‘Shameful situation’
In damning new findings from the TUC published yesterday (September 19), nearly half of health and safety reps say their workplace has not once been inspected by the Health and Safety Executive (HSE).
And among the most hazardous industries – construction, where there were 65,000 work-related injuries and 67,000 work related illnesses last year alone – this figure tumbles to a dangerously low 17 per cent.
Even in the sector with the greatest number of reps reporting inspections – manufacturing – only a slim majority of 57 per cent say that their workplace has ever been inspected.
Overall, just one in four health and safety reps – 24 per cent – has reported an HSE inspection in the last 12 months.
These findings TUC general secretary Frances O’Grady called “deeply worrying”.
“I am appalled that 80 per cent of reps in construction say their workplaces haven’t been inspected,” she added. “Construction workplaces can be some of the most dangerous places to work.”
Both the TUC and Unite along with other unions have laid the blame for the dangerous drop in HSE inspections squarely on the shoulders of government cuts.
“Huge cuts to the HSE and to local authorities continue to undermine vital safety protections at work,” O’Grady noted. “That means more workers at risk of accidents in unsafe workplaces every day. It’s time to fund the HSE properly and make sure bosses know that they can’t get away with chancing workers’ lives in dangerous workplaces.”
Unite national health and safety advisor Susan Murray agreed.
“This shameful situation is a result of years of underfunding for health and safety enforcers such as the HSE and local authority environmental health officers, a situation made demonstrably worse by the coalition and successive Tory governments,” she argued.

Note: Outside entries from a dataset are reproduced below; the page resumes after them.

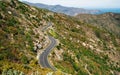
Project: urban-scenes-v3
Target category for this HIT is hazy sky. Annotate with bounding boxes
[20,0,120,8]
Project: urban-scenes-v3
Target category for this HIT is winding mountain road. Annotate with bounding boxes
[38,23,56,71]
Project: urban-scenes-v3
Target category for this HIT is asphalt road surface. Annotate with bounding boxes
[39,36,56,71]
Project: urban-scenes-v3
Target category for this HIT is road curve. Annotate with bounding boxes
[39,36,56,71]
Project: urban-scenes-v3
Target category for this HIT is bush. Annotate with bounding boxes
[21,55,29,64]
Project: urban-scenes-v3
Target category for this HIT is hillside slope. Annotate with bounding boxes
[0,0,120,75]
[76,13,120,35]
[24,1,101,16]
[0,0,62,75]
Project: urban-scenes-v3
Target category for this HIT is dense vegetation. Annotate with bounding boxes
[0,0,120,75]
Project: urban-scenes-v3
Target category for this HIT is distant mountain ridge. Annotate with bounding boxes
[24,1,101,16]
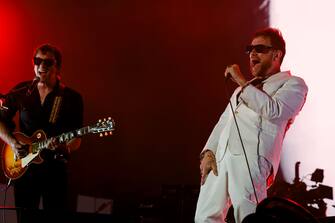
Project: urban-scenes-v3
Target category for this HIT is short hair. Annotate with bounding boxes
[34,43,62,70]
[253,27,286,63]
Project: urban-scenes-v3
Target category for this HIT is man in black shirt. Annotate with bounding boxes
[0,44,83,221]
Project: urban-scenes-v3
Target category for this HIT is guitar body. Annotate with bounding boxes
[2,118,115,180]
[2,130,46,180]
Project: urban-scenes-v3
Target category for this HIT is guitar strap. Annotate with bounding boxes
[49,83,65,124]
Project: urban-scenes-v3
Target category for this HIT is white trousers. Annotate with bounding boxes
[195,149,272,223]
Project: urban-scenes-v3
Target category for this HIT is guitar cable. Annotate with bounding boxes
[224,78,259,205]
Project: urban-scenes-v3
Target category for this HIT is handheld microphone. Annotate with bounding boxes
[224,73,232,80]
[27,76,40,96]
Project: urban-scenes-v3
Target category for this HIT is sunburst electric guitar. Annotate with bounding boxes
[2,118,115,179]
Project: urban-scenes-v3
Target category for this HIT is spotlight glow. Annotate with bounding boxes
[270,0,335,216]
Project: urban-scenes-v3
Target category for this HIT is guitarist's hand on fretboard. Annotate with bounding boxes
[11,139,28,159]
[45,137,60,150]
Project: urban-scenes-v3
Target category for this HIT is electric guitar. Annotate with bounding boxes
[2,118,115,180]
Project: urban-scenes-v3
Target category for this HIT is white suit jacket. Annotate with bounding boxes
[204,71,308,173]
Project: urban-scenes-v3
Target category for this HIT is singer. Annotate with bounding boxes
[0,44,83,222]
[195,28,308,223]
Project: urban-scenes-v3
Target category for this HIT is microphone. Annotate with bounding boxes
[27,76,40,96]
[224,73,231,80]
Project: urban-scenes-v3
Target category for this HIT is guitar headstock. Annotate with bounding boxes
[90,117,115,137]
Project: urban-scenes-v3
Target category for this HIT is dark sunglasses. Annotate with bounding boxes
[33,57,55,67]
[245,44,273,54]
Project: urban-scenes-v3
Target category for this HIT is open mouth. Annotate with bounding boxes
[251,59,261,67]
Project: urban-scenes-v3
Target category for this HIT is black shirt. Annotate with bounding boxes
[0,82,83,160]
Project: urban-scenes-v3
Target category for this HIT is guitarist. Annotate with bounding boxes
[0,44,83,222]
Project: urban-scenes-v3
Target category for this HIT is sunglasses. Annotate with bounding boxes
[33,57,55,67]
[245,44,273,54]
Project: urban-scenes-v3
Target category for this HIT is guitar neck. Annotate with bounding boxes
[33,126,91,152]
[55,126,90,143]
[32,118,115,152]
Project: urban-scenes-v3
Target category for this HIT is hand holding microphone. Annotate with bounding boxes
[224,64,247,86]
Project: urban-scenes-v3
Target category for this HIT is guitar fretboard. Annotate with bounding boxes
[32,126,90,153]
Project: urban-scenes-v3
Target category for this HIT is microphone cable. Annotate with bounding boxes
[224,78,259,205]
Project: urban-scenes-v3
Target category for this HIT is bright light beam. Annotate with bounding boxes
[270,0,335,216]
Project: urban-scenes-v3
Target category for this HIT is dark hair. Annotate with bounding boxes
[254,27,286,63]
[34,43,62,70]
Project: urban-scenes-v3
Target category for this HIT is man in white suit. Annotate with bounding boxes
[195,28,308,223]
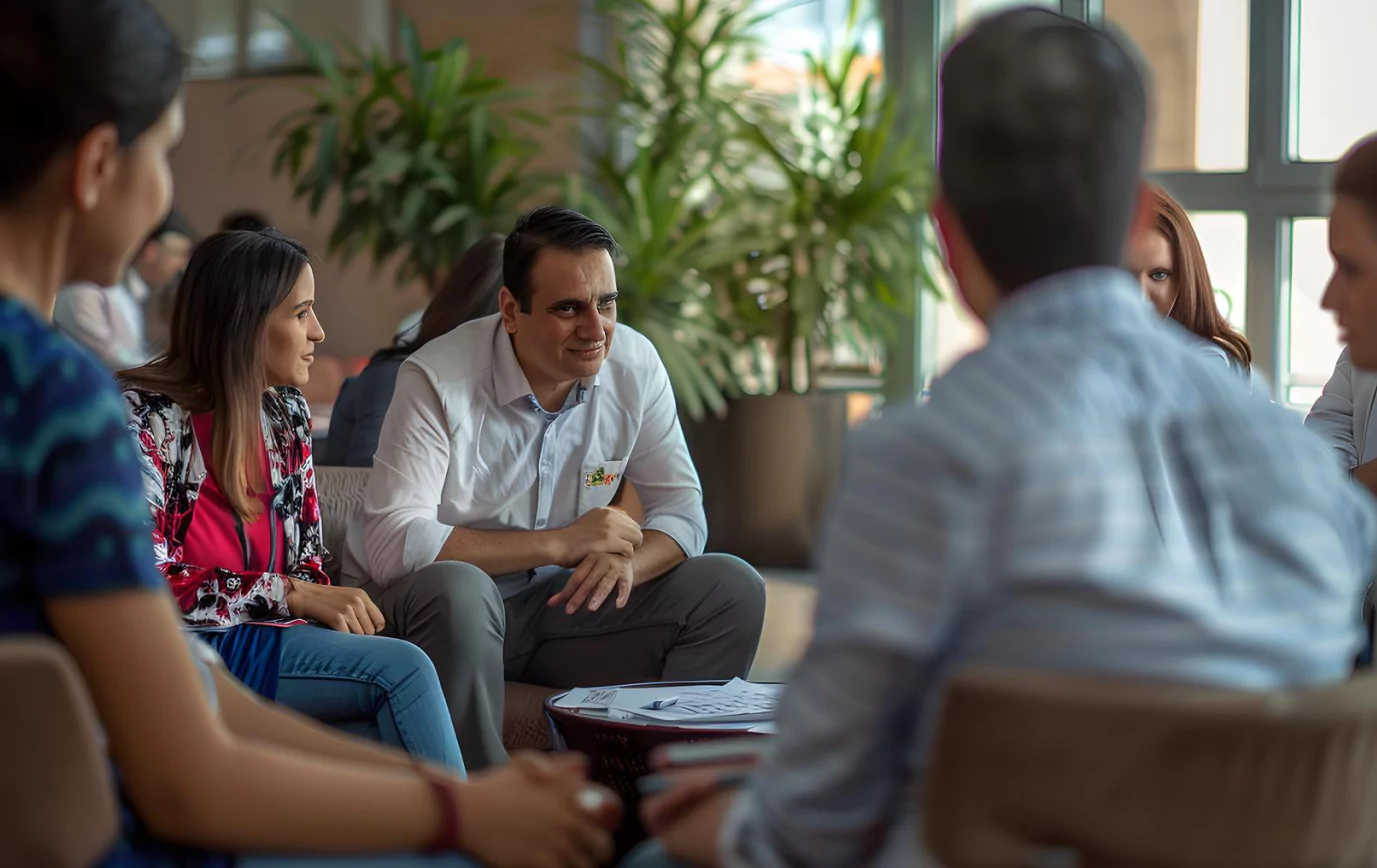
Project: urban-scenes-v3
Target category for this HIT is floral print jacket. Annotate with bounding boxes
[124,387,330,627]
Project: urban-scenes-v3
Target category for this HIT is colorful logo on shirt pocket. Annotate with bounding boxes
[584,467,620,488]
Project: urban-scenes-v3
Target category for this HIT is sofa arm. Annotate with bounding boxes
[0,635,118,868]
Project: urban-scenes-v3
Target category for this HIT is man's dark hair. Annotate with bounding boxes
[0,0,183,204]
[938,8,1147,292]
[220,208,273,231]
[503,205,618,313]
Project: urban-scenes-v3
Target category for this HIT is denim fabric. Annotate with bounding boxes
[277,626,464,772]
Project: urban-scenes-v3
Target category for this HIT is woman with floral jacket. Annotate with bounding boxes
[120,231,461,766]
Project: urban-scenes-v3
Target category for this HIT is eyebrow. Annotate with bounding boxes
[549,292,618,310]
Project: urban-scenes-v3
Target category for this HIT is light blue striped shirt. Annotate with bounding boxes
[722,269,1377,868]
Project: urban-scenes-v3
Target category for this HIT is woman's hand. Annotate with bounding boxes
[457,754,621,868]
[286,579,387,637]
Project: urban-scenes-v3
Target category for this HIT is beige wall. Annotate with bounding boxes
[1104,0,1199,169]
[174,0,580,355]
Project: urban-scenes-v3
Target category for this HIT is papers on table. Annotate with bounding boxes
[555,678,784,732]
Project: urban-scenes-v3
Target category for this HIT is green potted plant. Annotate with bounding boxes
[260,14,540,292]
[567,0,770,419]
[694,0,936,566]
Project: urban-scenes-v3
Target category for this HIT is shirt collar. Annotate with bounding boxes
[493,317,598,415]
[990,267,1159,340]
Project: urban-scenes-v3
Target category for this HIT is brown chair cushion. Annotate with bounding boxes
[0,637,118,868]
[925,670,1377,868]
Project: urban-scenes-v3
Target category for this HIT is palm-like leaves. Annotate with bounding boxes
[260,15,538,289]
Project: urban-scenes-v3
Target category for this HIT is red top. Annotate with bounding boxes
[182,413,286,573]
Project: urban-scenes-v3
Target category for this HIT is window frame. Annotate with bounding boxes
[880,0,1334,402]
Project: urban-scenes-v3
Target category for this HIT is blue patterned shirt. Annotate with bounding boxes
[722,269,1377,868]
[0,296,231,868]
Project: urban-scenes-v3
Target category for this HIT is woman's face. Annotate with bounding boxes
[1128,229,1176,317]
[67,98,183,287]
[263,266,325,389]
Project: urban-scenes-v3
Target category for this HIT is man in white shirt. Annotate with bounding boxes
[346,207,764,769]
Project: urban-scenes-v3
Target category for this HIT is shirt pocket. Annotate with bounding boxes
[578,459,627,515]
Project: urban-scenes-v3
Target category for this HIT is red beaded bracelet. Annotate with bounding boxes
[416,763,459,853]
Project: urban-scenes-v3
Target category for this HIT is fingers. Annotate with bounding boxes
[588,565,627,612]
[565,558,617,614]
[359,591,387,634]
[545,555,599,608]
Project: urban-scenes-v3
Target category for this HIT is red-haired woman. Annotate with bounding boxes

Indeed, after undergoing years of steep funding cuts since 2010, the HSE noted in a business plan in April that they will be hit by another massive 12.5 per cent slash in funding from central government in 2016/17, which takes the total reduction in funding in the last six years to an astonishing 46 per cent.
“Research has shown that enforcement activity is a very effective driver for compliance,” Murray highlighted.
“Instead we are seeing tens of thousands of people dying prematurely every year as a result of past exposures to hazardous substances at work, such as asbestos and silica, because their employers did not obey health and safety law. This cannot continue.”
‘Disgraceful attack’
Murray also condemned a recent government decision to hand a seat on the HSE’s executive board which is specifically designated under the Health and Safety at Work Act for a worker representative to an employer.
Hazards Magazine reported earlier this month that the appointed person to supposedly represent workers’ interests was one Susan Johnson.
In a register of interests on the HSE website, Hazards found, she has at least four other current paid directorships. Johnson recently retired as chief executive of the Durham and Darlington Fire and Rescue Service. Before she served as chief executive of Northern Business Forum, and an ex-director of the food company Greggs.
There is nothing in her background that remotely suggests she could be a workers’ representative, the TUC noted.
“This,” Murray said, “is a disgraceful attack on trade unions.”